10.1.4.2.5. Wallet Instance Dashboard and Transaction Logging

The Wallet Instance MUST maintain a secure, Wallet-local transaction log to ensure transparency, traceability, and User awareness of actions performed through the Wallet Instance as defined in EIDAS-ARF (Annex 2.02 HLRs, Topic 19). The log MUST cover all transactions (including non-completed) in these categories:

  • credential issuance and re-issuance;

  • credential presentation to Relying Parties;

  • data deletion requests sent to Relying Parties.

For each such transaction, the Wallet Instance MUST create a corresponding transaction record with the data elements specified in the applicable ARF requirements for transaction logging for the corresponding transaction category, and update it with the final outcome where applicable as defined in EUDI-TS 10.

For presentation transactions, attribute values MUST NOT be logged. If a presentation request contains sensitive transactional data (such as a payment or a digital signature), the Wallet Instance MUST log the value of such transactional data only to the extent explicitly required by EUDI-TS 12 associated with the requested attestation and in accordance with data minimization principles. Where no such requirement exists, transactional data values MUST NOT be logged.

To support User access to the transaction log, the Wallet Instance MUST provide a dashboard interface, allowing the User to view an overview of transaction records in the log, access individual record details, export and delete records, and, where a transaction involves a Relying Party, initiate a data deletion request to the corresponding Relying Party (using logged contact information, if available).

The Wallet Provider MUST protect the confidentiality, integrity, and authenticity of the transaction log and of any exported log objects in accordance with EUDI-TS 10; access to the log MUST be restricted to the User and the Wallet Instance.

Records MUST be retained for at least the minimum legal period as defined in General Log Retention Policies. If storage limits require automatic deletion, the Wallet Instance MUST notify the User via the dashboard, warn of consequences, and offer export of affected records before deletion.

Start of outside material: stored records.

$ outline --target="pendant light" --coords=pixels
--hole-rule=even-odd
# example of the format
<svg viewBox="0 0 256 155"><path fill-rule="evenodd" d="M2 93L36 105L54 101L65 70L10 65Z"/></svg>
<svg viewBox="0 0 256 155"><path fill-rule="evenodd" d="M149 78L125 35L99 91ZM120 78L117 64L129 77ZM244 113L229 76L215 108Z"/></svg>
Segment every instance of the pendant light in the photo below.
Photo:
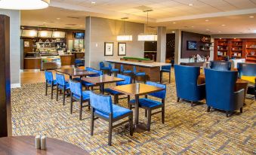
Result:
<svg viewBox="0 0 256 155"><path fill-rule="evenodd" d="M36 10L46 8L50 0L0 0L0 8L10 10Z"/></svg>
<svg viewBox="0 0 256 155"><path fill-rule="evenodd" d="M116 40L117 41L132 41L132 35L125 35L125 20L128 20L128 17L124 17L122 18L122 20L123 20L123 23L124 23L124 29L123 29L123 35L117 35L116 36Z"/></svg>
<svg viewBox="0 0 256 155"><path fill-rule="evenodd" d="M153 11L153 10L147 10L143 11L143 12L147 12L147 28L146 30L147 32L147 28L149 26L149 12ZM157 41L157 35L156 34L147 34L143 33L137 35L138 41Z"/></svg>

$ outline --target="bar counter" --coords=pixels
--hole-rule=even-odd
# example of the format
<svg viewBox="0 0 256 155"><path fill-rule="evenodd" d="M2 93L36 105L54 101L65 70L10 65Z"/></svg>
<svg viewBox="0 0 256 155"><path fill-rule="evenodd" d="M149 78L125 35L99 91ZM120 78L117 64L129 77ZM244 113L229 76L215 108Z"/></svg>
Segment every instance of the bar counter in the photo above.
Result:
<svg viewBox="0 0 256 155"><path fill-rule="evenodd" d="M133 71L133 67L136 66L137 72L145 72L148 76L148 80L155 82L160 82L160 70L162 65L168 65L171 63L164 62L140 62L134 61L125 61L120 59L106 59L105 61L115 64L115 68L120 69L121 65L123 65L125 70Z"/></svg>

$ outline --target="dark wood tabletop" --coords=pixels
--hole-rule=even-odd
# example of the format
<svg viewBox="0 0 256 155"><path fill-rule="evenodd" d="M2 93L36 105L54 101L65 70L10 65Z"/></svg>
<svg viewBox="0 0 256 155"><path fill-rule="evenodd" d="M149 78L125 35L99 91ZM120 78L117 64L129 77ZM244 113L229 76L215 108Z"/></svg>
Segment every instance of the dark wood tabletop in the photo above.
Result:
<svg viewBox="0 0 256 155"><path fill-rule="evenodd" d="M82 78L82 80L94 84L115 83L125 81L122 78L118 78L116 77L109 76L106 74L102 75L101 77L99 76L99 77Z"/></svg>
<svg viewBox="0 0 256 155"><path fill-rule="evenodd" d="M74 69L74 68L60 68L55 69L57 72L62 73L64 74L68 74L69 76L88 76L92 74L97 74L97 73L93 71L88 71L86 70L82 69Z"/></svg>
<svg viewBox="0 0 256 155"><path fill-rule="evenodd" d="M60 141L47 138L46 150L36 149L35 136L13 136L0 138L0 154L4 155L82 155L89 154L82 148Z"/></svg>
<svg viewBox="0 0 256 155"><path fill-rule="evenodd" d="M137 84L139 89L137 89ZM142 96L149 93L164 90L163 88L159 88L154 86L150 86L144 84L137 83L127 85L116 86L111 87L112 90L127 94L129 96Z"/></svg>

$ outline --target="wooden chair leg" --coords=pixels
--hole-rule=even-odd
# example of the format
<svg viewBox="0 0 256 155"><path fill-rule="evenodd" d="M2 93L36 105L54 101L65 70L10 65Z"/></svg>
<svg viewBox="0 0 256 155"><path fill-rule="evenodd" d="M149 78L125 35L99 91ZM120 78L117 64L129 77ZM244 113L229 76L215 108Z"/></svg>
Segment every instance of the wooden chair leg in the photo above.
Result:
<svg viewBox="0 0 256 155"><path fill-rule="evenodd" d="M91 135L94 135L94 114L93 108L91 110Z"/></svg>
<svg viewBox="0 0 256 155"><path fill-rule="evenodd" d="M148 117L147 117L147 131L150 131L150 123L151 123L151 110L148 110Z"/></svg>

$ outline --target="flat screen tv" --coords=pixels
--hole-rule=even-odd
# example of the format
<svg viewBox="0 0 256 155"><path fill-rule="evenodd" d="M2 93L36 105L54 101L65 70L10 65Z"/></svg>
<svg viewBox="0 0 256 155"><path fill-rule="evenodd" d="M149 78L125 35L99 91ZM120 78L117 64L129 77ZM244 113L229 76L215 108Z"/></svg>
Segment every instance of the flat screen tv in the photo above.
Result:
<svg viewBox="0 0 256 155"><path fill-rule="evenodd" d="M197 42L196 41L188 41L187 48L188 50L196 50Z"/></svg>
<svg viewBox="0 0 256 155"><path fill-rule="evenodd" d="M74 37L76 38L85 38L85 33L82 32L74 33Z"/></svg>

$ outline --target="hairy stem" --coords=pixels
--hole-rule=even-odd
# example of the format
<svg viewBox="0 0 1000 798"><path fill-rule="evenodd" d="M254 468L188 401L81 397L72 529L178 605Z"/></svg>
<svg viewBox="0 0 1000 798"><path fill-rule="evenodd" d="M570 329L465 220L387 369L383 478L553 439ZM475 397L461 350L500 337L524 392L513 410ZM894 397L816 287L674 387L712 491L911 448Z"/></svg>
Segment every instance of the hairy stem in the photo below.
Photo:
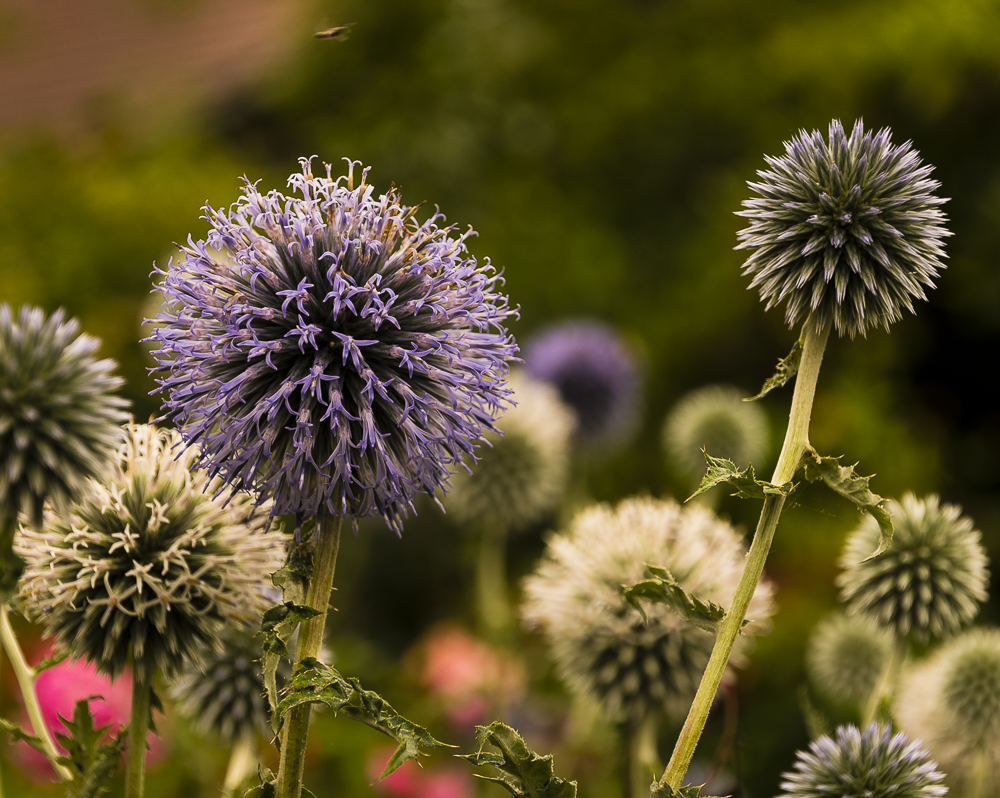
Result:
<svg viewBox="0 0 1000 798"><path fill-rule="evenodd" d="M816 380L819 377L823 351L826 349L829 334L829 325L821 326L814 322L811 316L806 320L803 328L802 359L799 362L798 376L795 378L795 392L792 395L792 409L788 416L788 429L785 431L785 442L781 447L781 454L778 456L778 465L774 469L774 476L771 477L771 482L775 485L784 485L791 480L799 467L803 453L809 446L809 419L812 416ZM764 500L764 508L761 510L757 531L750 544L750 551L747 552L746 565L736 587L732 607L726 613L719 629L712 655L709 657L701 684L698 686L698 692L695 694L687 719L684 721L680 737L677 738L677 743L674 745L670 762L667 763L667 768L660 778L661 787L667 785L674 789L680 787L688 766L691 764L691 757L694 756L694 750L705 728L705 721L708 719L708 713L715 700L722 675L726 672L726 665L736 642L736 636L746 618L747 608L750 606L750 600L753 598L757 582L760 581L760 575L764 570L764 562L771 549L774 530L777 529L778 519L781 517L784 504L784 496L768 496Z"/></svg>
<svg viewBox="0 0 1000 798"><path fill-rule="evenodd" d="M28 713L31 721L31 729L35 736L42 741L45 748L45 756L55 769L61 781L69 781L72 778L69 770L64 765L60 765L57 758L60 756L59 749L49 733L49 727L42 717L42 707L38 703L38 695L35 693L35 671L24 659L24 652L17 642L14 629L10 625L7 617L7 605L0 604L0 643L3 644L7 658L10 660L10 667L14 671L17 679L17 686L21 689L21 698L24 700L24 709Z"/></svg>
<svg viewBox="0 0 1000 798"><path fill-rule="evenodd" d="M319 612L315 618L305 621L299 628L299 644L295 651L298 665L306 657L318 657L323 647L323 630L330 607L330 591L333 590L333 573L337 567L337 552L340 550L341 518L327 516L318 529L319 540L313 552L312 575L306 604ZM309 704L295 707L285 718L281 732L281 760L278 763L277 798L300 798L302 795L302 774L306 762L306 739L309 735Z"/></svg>

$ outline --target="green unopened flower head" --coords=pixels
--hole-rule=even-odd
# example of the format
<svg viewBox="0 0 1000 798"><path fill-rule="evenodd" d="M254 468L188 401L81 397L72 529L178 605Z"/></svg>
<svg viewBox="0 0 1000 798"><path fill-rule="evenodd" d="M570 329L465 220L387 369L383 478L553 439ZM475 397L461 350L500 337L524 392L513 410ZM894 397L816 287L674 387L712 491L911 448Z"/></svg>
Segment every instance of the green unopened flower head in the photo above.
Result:
<svg viewBox="0 0 1000 798"><path fill-rule="evenodd" d="M693 479L705 473L705 455L738 466L760 465L767 455L767 416L726 385L707 385L682 397L667 416L663 444L670 460Z"/></svg>
<svg viewBox="0 0 1000 798"><path fill-rule="evenodd" d="M1000 783L1000 630L974 629L903 676L896 719L919 737L966 792L976 779ZM984 772L985 769L985 772ZM968 791L967 794L976 794Z"/></svg>
<svg viewBox="0 0 1000 798"><path fill-rule="evenodd" d="M15 541L29 617L112 677L129 663L143 680L197 665L223 626L260 612L284 560L267 509L225 500L197 456L176 432L130 424L105 481Z"/></svg>
<svg viewBox="0 0 1000 798"><path fill-rule="evenodd" d="M806 667L813 686L831 701L863 704L885 670L892 637L867 618L835 613L809 637Z"/></svg>
<svg viewBox="0 0 1000 798"><path fill-rule="evenodd" d="M768 309L785 303L789 326L812 314L853 338L912 313L934 287L947 200L910 142L889 137L860 120L850 135L836 119L826 138L800 130L749 183L760 196L738 213L750 225L737 249L753 250L743 273Z"/></svg>
<svg viewBox="0 0 1000 798"><path fill-rule="evenodd" d="M948 792L943 780L920 743L891 726L841 726L836 739L799 751L779 798L937 798Z"/></svg>
<svg viewBox="0 0 1000 798"><path fill-rule="evenodd" d="M897 635L926 641L950 637L975 617L986 599L986 553L960 507L935 495L912 493L889 503L895 532L888 551L878 524L865 516L847 539L837 578L841 600Z"/></svg>
<svg viewBox="0 0 1000 798"><path fill-rule="evenodd" d="M736 531L705 507L648 498L597 505L549 540L525 582L522 613L548 639L569 687L611 718L683 717L714 637L662 604L648 603L645 623L622 597L622 585L642 580L649 563L666 568L699 599L728 607L743 560ZM738 664L752 635L766 627L771 593L762 580L747 616L752 623L730 662Z"/></svg>
<svg viewBox="0 0 1000 798"><path fill-rule="evenodd" d="M516 403L487 432L472 473L459 472L445 507L462 523L517 529L552 511L566 489L573 412L556 389L522 372L508 386Z"/></svg>

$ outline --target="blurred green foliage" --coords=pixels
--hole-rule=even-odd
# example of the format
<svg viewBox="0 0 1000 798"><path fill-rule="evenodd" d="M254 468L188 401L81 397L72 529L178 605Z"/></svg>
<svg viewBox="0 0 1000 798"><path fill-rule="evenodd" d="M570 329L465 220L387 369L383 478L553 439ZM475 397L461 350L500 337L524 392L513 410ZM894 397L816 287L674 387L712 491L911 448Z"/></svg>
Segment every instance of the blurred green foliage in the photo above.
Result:
<svg viewBox="0 0 1000 798"><path fill-rule="evenodd" d="M882 495L939 491L963 504L1000 557L1000 402L988 389L1000 350L1000 5L324 0L310 19L294 57L183 123L139 132L110 117L81 140L7 135L0 149L0 301L80 317L121 363L139 418L157 412L138 343L155 310L153 262L200 237L199 207L233 201L240 175L281 187L300 156L335 171L350 157L376 186L395 183L407 202L479 231L472 249L504 269L519 336L580 316L623 330L644 365L642 429L579 463L581 484L600 500L683 494L659 449L667 410L708 382L755 393L796 337L740 276L733 212L745 181L799 128L863 117L937 167L955 235L916 317L831 343L812 441L877 474ZM313 39L324 19L353 21L350 38ZM789 397L764 400L773 452ZM772 464L755 465L766 476ZM754 503L721 508L755 523ZM789 685L804 681L805 636L835 603L835 559L857 519L815 486L782 519L768 567L780 612L740 685L746 794L773 794L807 740ZM513 543L518 575L541 547L538 534ZM348 665L386 681L365 673L366 684L394 683L385 663L432 622L462 615L469 548L429 503L402 540L378 524L346 540L334 625L368 641ZM981 618L996 621L997 606ZM527 645L544 665L537 641ZM343 770L335 783L363 789L344 775L360 768L358 744L320 726L343 752L330 754ZM710 726L706 745L719 733ZM597 794L579 778L581 796Z"/></svg>

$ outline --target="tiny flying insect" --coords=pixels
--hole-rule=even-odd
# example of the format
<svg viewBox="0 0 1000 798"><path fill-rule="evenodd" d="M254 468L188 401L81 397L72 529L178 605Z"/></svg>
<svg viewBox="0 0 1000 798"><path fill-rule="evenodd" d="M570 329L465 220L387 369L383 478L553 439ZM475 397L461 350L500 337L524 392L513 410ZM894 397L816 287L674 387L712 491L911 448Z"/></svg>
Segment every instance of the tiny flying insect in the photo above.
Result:
<svg viewBox="0 0 1000 798"><path fill-rule="evenodd" d="M342 42L351 34L352 27L354 27L354 23L348 22L346 25L337 25L335 28L316 31L313 35L317 39L336 39Z"/></svg>

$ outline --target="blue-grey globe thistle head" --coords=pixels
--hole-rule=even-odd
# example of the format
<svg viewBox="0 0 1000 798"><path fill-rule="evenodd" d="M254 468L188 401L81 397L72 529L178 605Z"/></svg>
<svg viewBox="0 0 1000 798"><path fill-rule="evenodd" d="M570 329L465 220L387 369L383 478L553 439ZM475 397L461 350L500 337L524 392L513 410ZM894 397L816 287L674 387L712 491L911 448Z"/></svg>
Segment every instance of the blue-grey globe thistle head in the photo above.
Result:
<svg viewBox="0 0 1000 798"><path fill-rule="evenodd" d="M944 774L919 742L889 725L863 732L840 726L799 751L784 774L779 798L936 798L945 795Z"/></svg>
<svg viewBox="0 0 1000 798"><path fill-rule="evenodd" d="M165 414L199 464L272 513L381 515L397 532L416 493L494 428L517 347L501 277L472 234L367 169L355 185L311 161L295 196L247 182L164 274L153 337Z"/></svg>
<svg viewBox="0 0 1000 798"><path fill-rule="evenodd" d="M767 415L727 385L706 385L681 397L663 425L663 444L677 468L694 480L705 473L705 455L740 467L760 466L767 456Z"/></svg>
<svg viewBox="0 0 1000 798"><path fill-rule="evenodd" d="M259 614L285 539L267 508L225 498L172 430L129 425L113 469L65 513L15 540L19 599L60 646L102 673L135 678L197 665L221 630Z"/></svg>
<svg viewBox="0 0 1000 798"><path fill-rule="evenodd" d="M889 549L867 559L878 546L877 522L866 515L851 533L837 577L841 600L891 629L926 641L950 637L986 600L987 559L972 521L935 495L912 493L888 505L894 534Z"/></svg>
<svg viewBox="0 0 1000 798"><path fill-rule="evenodd" d="M909 668L894 714L900 728L924 741L953 789L995 795L1000 785L1000 630L964 632ZM970 789L984 779L991 791Z"/></svg>
<svg viewBox="0 0 1000 798"><path fill-rule="evenodd" d="M444 506L473 527L519 529L540 521L559 504L569 474L575 418L548 383L520 371L511 375L514 406L486 434L472 473L459 472ZM501 434L502 433L502 434Z"/></svg>
<svg viewBox="0 0 1000 798"><path fill-rule="evenodd" d="M789 326L811 314L852 338L888 329L934 287L947 200L910 142L889 137L860 120L850 135L836 119L826 138L800 130L749 183L760 196L738 214L750 225L737 249L753 250L743 274L768 309L785 303Z"/></svg>
<svg viewBox="0 0 1000 798"><path fill-rule="evenodd" d="M638 366L621 335L603 322L542 330L525 345L524 366L555 385L576 414L576 438L584 445L619 443L638 421Z"/></svg>
<svg viewBox="0 0 1000 798"><path fill-rule="evenodd" d="M863 705L892 653L892 635L868 618L830 615L813 630L806 649L809 681L830 701Z"/></svg>
<svg viewBox="0 0 1000 798"><path fill-rule="evenodd" d="M15 317L0 304L0 533L13 534L18 512L41 524L46 500L65 506L121 442L123 381L79 329L62 310Z"/></svg>
<svg viewBox="0 0 1000 798"><path fill-rule="evenodd" d="M700 599L728 607L743 571L745 548L726 522L702 506L628 499L596 505L553 536L524 583L522 616L547 639L556 668L576 693L597 701L614 720L650 714L682 718L701 680L714 636L662 605L647 603L648 623L622 597L622 585L666 568ZM737 641L739 664L753 634L773 613L763 579L751 619Z"/></svg>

10.1.4.2.5.1. Export and Deletion of Transaction Records

Export: The dashboard MUST allow the User to export one or more transaction records to a file using the common format and security measures defined in EUDI-TS 10.

The exported file MUST be storable in an external or remote storage location of the User’s choice, from among the storage options supported by the Wallet Instance.

Deletion: The dashboard MUST allow the User to delete one or more transaction records from the Wallet Instance at any time.

Before deleting any transaction record, the Wallet Instance MUST display a clear warning to the User about the potential consequences for the User’s data protection rights.

Deletion of transaction records MUST:

  • apply only to Wallet-local copies of the records;

  • be irreversible for the Wallet Instance once completed.

The Wallet Instance MUST continue to protect any remaining transaction records in accordance with the confidentiality, integrity, and authenticity requirements defined for the transaction log in this section.

No entity other than the User MAY delete transaction records.